Bu hafta geri gelen soğuk hava dalgası ile kara doyduk. Eksilere düşen sıcaklık ile sabah sokaklar beyazlara büründü. Sabah ayazında kalkıp yollara dökülmek çok zordu ama bir de çıkınca, o taze havayı ciğerlerime çekince hep derin bir ''ohh'' çektim.
İki gün okullar da tatil olunca değmeyin keyfimize.

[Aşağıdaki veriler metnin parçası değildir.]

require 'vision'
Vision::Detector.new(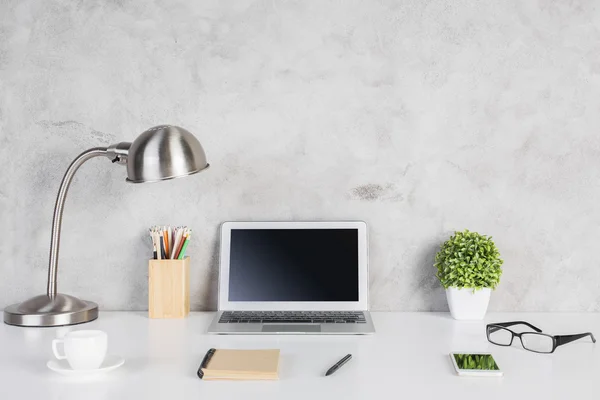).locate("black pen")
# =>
[197,349,217,379]
[325,354,352,376]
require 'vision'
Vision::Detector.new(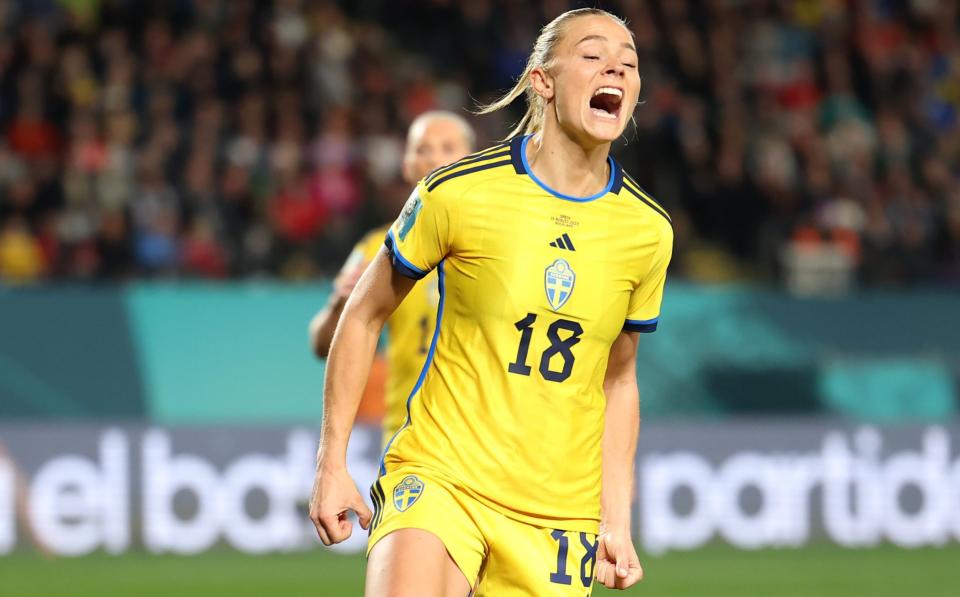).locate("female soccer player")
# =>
[310,9,673,597]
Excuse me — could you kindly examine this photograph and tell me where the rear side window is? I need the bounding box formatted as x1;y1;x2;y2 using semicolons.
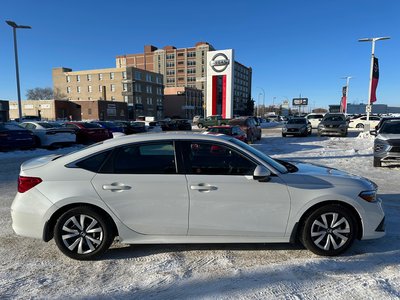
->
75;151;111;173
104;142;177;174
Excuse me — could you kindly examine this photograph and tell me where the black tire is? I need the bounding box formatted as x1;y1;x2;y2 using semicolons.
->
299;204;358;256
54;207;115;260
374;157;382;167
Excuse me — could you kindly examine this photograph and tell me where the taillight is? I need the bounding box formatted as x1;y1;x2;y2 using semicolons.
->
18;176;42;193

Karla kaplanan sokağımızı görünce eşyaları topladık, bağ evimize gittik. Sabah erken saatlerde yola çıkınca daha çamura dönmemiş yollarda ilk yürüyen olmanın keyfiyle dolaştık. Eve gidene kadar mahalleler arasında ki kış manzarasıyla uzun zamandır özlediğimize kavuşmuş olduk.
Bağ evimize geldiğimizde ortam öyle güzeldi ki. Etrafta kuşlar cıvıl cıvıl koşturuyorlar, sabah sessizliğinde cennetteymiş gibi hissediyorduk. Uzun zamandır evde olmayınca evin ısısı da buzhane gibiydi. Sobanın iyi tarafı kısa sürede her yeri ısıtması. Hemen sobayı yaktık, odunları taşıdık ve kahvaltıyı hazırladık. Prefabrik evler ısınır mı ısınmaz mı diye çok soruluyordu. Yakarsan güzelce sobayı hemen ısınıyor. Ama çok çabuk da soğuyor.
Kış sebzelerim hala büyüme döneminde. Kış bitecek onlar hep aynı. Bence bu sebze büyütme de ilgi alaka da çok önemli çünkü sadece ekilip bırakılan bitkilerde fazla büyüme olmuyor. Biz de devamlı gelemiyoruz buraya, yazın ektik sonra da yağmurlarla büyüttüler kendilerini.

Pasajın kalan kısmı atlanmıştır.